I want to tell you about something I’ve watched play out more than once. Someone walks in with a chronic physical complaint — say, recurring stomach pain. They’ve done the gastroenterologist rounds. Changed their diet. Tried every supplement on the shelf. Nothing sticks.
Then, in a conversation that has nothing to do with stomachs, they start talking about their family. About how they’ve been carrying the emotional weight of everyone around them for years. About how they’ve never once said “I can’t do this anymore” because the thought of being seen as weak terrifies them.
And somewhere in that conversation, something clicks. They realize the stomach pain started at the exact same time as a specific family crisis — one where they absorbed everyone else’s burden and swallowed their own distress.

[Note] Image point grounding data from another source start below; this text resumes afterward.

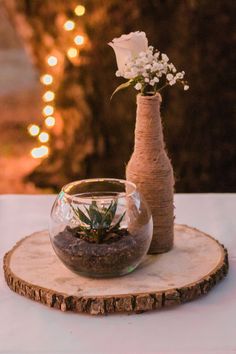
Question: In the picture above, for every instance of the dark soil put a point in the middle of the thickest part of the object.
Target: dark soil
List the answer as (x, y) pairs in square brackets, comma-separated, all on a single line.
[(118, 256)]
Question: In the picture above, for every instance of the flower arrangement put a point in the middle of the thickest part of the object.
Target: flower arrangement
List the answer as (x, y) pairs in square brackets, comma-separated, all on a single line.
[(146, 69)]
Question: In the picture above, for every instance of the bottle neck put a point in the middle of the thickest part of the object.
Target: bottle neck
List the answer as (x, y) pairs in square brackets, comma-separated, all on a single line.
[(148, 128)]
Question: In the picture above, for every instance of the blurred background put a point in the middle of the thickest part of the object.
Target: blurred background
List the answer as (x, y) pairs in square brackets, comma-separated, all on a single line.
[(57, 74)]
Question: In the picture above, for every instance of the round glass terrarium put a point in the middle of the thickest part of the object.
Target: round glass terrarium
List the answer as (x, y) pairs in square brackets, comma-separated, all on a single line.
[(100, 227)]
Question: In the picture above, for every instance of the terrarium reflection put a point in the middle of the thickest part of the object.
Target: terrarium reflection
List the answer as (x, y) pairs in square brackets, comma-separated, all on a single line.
[(100, 227)]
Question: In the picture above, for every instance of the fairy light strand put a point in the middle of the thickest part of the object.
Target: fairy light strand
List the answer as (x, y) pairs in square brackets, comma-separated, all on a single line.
[(54, 63)]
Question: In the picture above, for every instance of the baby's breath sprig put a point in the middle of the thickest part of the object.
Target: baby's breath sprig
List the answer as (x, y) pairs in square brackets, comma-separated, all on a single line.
[(150, 72)]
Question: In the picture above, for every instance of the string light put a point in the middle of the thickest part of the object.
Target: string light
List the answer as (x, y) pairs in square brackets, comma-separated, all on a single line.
[(79, 40), (50, 121), (46, 79), (72, 52), (79, 10), (43, 137), (48, 96), (48, 110), (33, 129), (69, 25), (52, 60), (40, 152)]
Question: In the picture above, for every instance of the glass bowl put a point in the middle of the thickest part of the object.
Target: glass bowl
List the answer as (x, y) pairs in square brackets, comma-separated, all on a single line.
[(100, 227)]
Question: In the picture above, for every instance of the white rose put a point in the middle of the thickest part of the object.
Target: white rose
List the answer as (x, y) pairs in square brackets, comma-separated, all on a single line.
[(128, 46)]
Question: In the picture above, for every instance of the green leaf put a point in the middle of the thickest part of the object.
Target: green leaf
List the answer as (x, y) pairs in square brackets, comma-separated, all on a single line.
[(117, 225), (80, 214), (94, 214), (109, 214), (122, 87)]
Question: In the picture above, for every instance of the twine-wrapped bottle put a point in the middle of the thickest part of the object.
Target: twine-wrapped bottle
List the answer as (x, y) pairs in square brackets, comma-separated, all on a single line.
[(151, 170)]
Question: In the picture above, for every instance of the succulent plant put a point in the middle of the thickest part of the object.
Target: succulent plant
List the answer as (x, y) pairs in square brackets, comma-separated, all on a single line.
[(97, 224)]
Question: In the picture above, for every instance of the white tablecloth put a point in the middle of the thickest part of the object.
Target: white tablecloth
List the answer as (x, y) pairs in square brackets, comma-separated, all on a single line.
[(204, 326)]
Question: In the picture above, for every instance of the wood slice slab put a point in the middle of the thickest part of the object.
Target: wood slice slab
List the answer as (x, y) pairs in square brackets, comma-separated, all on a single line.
[(195, 264)]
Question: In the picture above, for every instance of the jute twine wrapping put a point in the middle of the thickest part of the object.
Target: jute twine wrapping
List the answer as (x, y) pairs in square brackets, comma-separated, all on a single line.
[(151, 170)]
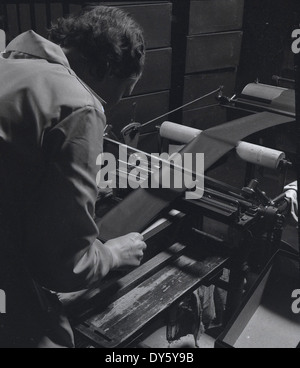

Literally swallowed it.
Nothing heals in that instant. No miracle. But awareness has entered the system. And awareness is like flipping on a light in a dark room — it doesn’t rearrange the furniture, but now you can see where everything is, and you can start moving things around.
Over the weeks that follow, as they begin to practice saying what they need — setting boundaries, letting themselves be imperfect — the stomach pain eases. Not because they willed it away. Because the body didn’t need to speak for them anymore.
Your body is not your enemy. It’s your most honest messenger.
When it produces symptoms that medicine can’t fully crack, it’s not failing. It’s talking. It’s saying, in the only language it has, something you haven’t been able to say out loud.
The fix isn’t at the pharmacy. It’s in the conversation you haven’t had yet — with yourself, with the people around you, about what you actually need and have been too scared to ask for.
Listen to your body. Not to shut it up. To hear what it’s been trying to tell you all along.